Pick a topic you’re entranced with and focus on how you can serve a specific slice of your world.

Develop a distinct point of view so your tribe will recognize you and engage.

Deliver content—blog posts, articles, podcasts, videos—that sincerely serves your ideal audience.

Build an email list sharing your content, adjusting as you discover what most serves your tribe.

Write the book they want and need in your voice.


I can almost hear your voice in my head: “But I don’t have 400,000+ email subscribers like James—what about me?”

The process is EXACTLY the same.

Do you imagine James just woke up one morning with 428,000 subscribers?

Of course not—he built them, one at a time at first until he found his rhythm, just like the rest of us.

And that rhythm starts with picking the right big idea for yourself and your ideal audience.

An idea that intrigues you enough to spend years creating content that helps your audience transform (because it’s hard damn work if you’re not passionately committed).

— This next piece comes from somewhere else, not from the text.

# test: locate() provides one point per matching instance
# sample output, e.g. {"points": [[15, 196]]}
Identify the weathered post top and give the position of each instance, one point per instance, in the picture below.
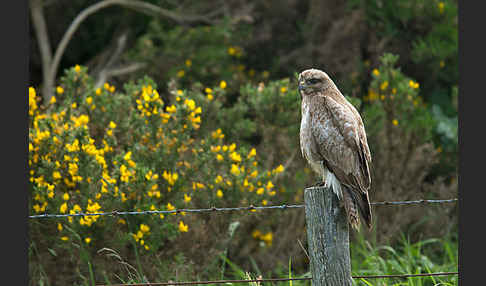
{"points": [[328, 238]]}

You have to keep creating AND engaging. There is no substitute. There are no shortcuts.

Every time you engage, you’ll learn something new and find deeper ways to serve and provide value.

And the great news is you don’t need a James Clear-sized tribe to be successful.

Your audience can be dramatically smaller while still producing enough raving fans to make your book hit the best seller list for your niche.

And let’s not forget that books drive other revenue for your business—from consulting projects to speaking gigs to productized services.

So the question isn’t CAN you write a best seller in your category. The question is WILL you?